With newer interconnects like Infiniband which use user level drivers and employ kernel bypass to drastically improve latencies (barring the initial setup time), how much performance improvement can you really expect from recompiling your kernel?

Kernel recompilation can also bring cluster management headaches:

  • Deploy the new kernel to every node in the cluster
  • Recompile your kernel every time a new security or performance related patch is released
  • Recompile your hardware drivers to match your new kernel
  • Stability and performance issues of drivers with your choice of compiler optimizations
  • Not knowing what areas of the kernel code are adversely affected by your choice of optimizations
  • And not to forget, some ISV’s support their code on only certain kernels only. Once you start using your ISV code on a different kernel, goodbye vendor support!

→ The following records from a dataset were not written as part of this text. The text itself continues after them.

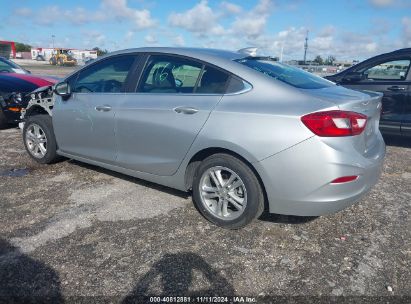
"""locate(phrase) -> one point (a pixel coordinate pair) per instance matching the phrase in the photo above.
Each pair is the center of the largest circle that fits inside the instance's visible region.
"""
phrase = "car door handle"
(104, 108)
(186, 110)
(396, 88)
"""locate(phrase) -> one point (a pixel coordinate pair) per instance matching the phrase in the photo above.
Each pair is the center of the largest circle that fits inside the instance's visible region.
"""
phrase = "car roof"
(200, 53)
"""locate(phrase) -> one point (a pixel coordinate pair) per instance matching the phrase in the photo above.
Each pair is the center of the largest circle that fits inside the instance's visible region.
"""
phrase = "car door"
(156, 126)
(84, 123)
(406, 117)
(389, 77)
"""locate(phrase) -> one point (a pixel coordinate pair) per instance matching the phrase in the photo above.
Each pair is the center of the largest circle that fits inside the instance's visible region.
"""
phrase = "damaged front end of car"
(41, 101)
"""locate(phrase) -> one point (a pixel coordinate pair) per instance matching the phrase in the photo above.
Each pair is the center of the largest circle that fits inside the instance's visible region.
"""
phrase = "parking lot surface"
(73, 230)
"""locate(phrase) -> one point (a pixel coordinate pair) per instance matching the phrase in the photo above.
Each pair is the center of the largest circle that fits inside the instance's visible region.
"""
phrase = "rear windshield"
(285, 73)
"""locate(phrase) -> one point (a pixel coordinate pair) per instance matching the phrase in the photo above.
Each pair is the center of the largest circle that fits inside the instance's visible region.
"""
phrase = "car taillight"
(335, 123)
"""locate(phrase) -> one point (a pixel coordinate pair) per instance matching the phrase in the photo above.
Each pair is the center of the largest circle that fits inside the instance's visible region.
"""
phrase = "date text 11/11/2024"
(199, 299)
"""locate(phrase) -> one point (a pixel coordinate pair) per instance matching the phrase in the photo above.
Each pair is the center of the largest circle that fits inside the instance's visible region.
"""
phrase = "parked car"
(7, 66)
(14, 88)
(388, 74)
(243, 133)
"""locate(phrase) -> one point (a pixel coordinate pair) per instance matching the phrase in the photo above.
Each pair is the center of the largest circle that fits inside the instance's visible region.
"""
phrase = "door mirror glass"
(63, 89)
(354, 77)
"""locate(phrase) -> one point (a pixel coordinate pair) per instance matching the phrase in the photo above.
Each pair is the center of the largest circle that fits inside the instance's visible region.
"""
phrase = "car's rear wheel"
(227, 192)
(39, 139)
(3, 120)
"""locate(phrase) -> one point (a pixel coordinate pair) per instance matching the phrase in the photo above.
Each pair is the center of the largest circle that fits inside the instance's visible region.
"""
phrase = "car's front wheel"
(39, 139)
(227, 192)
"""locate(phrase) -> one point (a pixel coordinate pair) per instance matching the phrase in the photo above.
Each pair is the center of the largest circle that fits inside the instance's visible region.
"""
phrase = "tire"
(3, 120)
(250, 193)
(46, 152)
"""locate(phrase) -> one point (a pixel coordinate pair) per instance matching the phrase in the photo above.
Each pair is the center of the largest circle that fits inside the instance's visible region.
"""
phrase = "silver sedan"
(243, 133)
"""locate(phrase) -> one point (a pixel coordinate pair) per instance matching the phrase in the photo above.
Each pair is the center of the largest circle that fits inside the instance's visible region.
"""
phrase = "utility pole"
(282, 51)
(305, 48)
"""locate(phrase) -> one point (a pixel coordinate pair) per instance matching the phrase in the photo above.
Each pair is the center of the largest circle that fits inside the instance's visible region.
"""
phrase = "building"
(7, 49)
(41, 53)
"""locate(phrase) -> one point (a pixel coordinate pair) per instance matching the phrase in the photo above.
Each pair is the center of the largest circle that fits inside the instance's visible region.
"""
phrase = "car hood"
(23, 83)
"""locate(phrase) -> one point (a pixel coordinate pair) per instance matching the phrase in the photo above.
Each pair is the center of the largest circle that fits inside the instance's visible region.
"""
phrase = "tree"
(21, 47)
(330, 60)
(319, 60)
(100, 52)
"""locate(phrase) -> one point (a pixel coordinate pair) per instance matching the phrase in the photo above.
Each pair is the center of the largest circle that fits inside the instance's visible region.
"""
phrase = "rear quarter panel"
(260, 122)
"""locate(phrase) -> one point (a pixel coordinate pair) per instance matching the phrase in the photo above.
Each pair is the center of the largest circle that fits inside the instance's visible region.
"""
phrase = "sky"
(345, 29)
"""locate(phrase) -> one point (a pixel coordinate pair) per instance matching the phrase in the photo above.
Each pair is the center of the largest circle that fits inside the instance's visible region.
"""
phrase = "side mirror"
(354, 77)
(179, 83)
(63, 89)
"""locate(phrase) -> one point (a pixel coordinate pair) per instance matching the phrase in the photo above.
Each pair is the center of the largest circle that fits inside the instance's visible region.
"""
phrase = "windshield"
(285, 73)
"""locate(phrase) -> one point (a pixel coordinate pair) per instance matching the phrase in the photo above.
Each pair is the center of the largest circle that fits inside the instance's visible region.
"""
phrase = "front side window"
(391, 70)
(107, 76)
(287, 74)
(167, 74)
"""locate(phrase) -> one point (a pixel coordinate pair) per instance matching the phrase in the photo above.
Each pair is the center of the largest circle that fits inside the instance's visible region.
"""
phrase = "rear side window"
(169, 74)
(287, 74)
(235, 85)
(391, 70)
(107, 76)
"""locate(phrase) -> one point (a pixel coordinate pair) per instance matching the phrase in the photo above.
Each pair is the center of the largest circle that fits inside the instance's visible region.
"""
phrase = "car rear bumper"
(12, 117)
(298, 180)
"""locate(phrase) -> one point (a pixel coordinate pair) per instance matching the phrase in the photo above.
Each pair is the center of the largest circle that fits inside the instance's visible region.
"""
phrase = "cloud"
(109, 10)
(253, 23)
(93, 38)
(390, 3)
(231, 8)
(119, 9)
(23, 12)
(406, 31)
(200, 20)
(179, 40)
(382, 3)
(150, 39)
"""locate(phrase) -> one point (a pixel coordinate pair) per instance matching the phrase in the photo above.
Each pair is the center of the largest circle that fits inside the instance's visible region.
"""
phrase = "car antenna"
(250, 51)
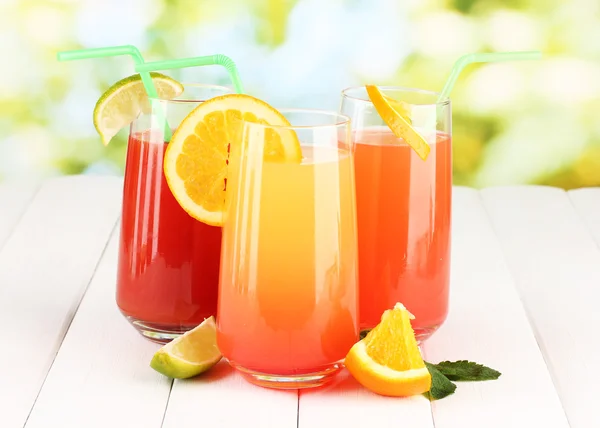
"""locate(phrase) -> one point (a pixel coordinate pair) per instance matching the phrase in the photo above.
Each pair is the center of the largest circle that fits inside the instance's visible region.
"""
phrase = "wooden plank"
(347, 404)
(45, 267)
(487, 324)
(222, 399)
(101, 377)
(14, 198)
(587, 205)
(556, 265)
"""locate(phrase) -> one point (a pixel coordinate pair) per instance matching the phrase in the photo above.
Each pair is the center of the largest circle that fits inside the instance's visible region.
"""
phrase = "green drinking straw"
(218, 59)
(465, 60)
(129, 50)
(136, 55)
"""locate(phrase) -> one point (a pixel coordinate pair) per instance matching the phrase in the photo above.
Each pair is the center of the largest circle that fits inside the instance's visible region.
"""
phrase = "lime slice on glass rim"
(122, 102)
(395, 114)
(190, 354)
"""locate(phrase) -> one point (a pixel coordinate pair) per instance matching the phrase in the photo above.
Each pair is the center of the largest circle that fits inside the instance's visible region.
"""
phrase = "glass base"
(299, 381)
(157, 332)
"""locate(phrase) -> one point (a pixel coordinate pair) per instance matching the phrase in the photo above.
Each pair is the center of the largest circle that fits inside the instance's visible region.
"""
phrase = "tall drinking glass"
(288, 293)
(168, 269)
(403, 208)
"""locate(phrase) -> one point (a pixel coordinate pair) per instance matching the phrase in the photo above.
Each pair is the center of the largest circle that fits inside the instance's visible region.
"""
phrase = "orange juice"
(288, 288)
(403, 208)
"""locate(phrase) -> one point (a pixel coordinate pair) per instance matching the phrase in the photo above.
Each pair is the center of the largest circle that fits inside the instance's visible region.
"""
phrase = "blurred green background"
(534, 122)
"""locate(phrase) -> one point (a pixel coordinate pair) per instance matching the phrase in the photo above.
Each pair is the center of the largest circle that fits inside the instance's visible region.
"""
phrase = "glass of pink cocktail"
(403, 208)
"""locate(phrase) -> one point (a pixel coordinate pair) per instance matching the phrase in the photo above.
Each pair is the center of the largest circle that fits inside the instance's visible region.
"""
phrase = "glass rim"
(341, 119)
(445, 101)
(190, 99)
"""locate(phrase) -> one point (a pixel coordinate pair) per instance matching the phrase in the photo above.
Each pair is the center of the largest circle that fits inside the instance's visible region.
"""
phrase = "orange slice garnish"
(196, 158)
(388, 361)
(395, 115)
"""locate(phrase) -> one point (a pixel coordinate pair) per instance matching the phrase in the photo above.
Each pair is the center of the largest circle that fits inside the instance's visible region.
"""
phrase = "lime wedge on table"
(395, 115)
(123, 101)
(190, 354)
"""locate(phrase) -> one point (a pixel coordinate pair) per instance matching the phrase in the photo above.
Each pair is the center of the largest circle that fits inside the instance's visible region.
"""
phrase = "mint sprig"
(443, 373)
(441, 386)
(467, 371)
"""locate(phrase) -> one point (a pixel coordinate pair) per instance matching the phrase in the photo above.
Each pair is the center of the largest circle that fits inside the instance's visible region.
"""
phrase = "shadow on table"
(343, 383)
(219, 372)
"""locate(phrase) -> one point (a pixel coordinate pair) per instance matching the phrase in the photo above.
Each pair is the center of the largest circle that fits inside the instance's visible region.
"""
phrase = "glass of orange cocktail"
(288, 292)
(403, 207)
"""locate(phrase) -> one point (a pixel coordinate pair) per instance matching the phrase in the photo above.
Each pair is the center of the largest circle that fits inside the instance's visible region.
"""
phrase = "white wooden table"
(525, 299)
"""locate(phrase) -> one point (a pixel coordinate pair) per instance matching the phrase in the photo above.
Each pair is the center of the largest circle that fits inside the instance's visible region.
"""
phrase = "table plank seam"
(162, 422)
(532, 325)
(70, 321)
(21, 215)
(582, 220)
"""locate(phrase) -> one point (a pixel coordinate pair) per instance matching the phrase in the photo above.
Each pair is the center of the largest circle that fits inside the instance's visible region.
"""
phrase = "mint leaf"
(463, 371)
(441, 386)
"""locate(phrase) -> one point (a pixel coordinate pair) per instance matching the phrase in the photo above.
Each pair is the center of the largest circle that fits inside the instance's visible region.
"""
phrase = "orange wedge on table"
(395, 114)
(196, 158)
(388, 361)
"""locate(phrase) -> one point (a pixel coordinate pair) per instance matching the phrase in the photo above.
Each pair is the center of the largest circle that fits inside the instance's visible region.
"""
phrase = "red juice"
(168, 270)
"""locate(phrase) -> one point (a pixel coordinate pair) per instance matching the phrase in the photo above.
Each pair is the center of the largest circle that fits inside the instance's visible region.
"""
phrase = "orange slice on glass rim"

A more practical approach would be to look in to the application code and make optimizations in its code either through good old hand tuning or through performance libraries or straight forward compiler optimizations. Beware if you are dealing with floating point and double precision arithmetic, you should tread carefully when using more aggressive compiler optimizations. Several compilers do not guarantee precision at higher optimizations.

Using simple techniques like data decomposition, functional decomposition, overlapping computation & communication and pipelining to improve the efficiency of your available compute resources. This will yield a better return on investment especially when we are moving in to an increasingly many-core environment.

There is a paper on how profile-based optimization of the kernel yielded a significant performance improvement. More on that here.

And results from a recent article on Gentoo essentially show that for most applications and usage cases, it does not make much sense to compile and build your own kernel.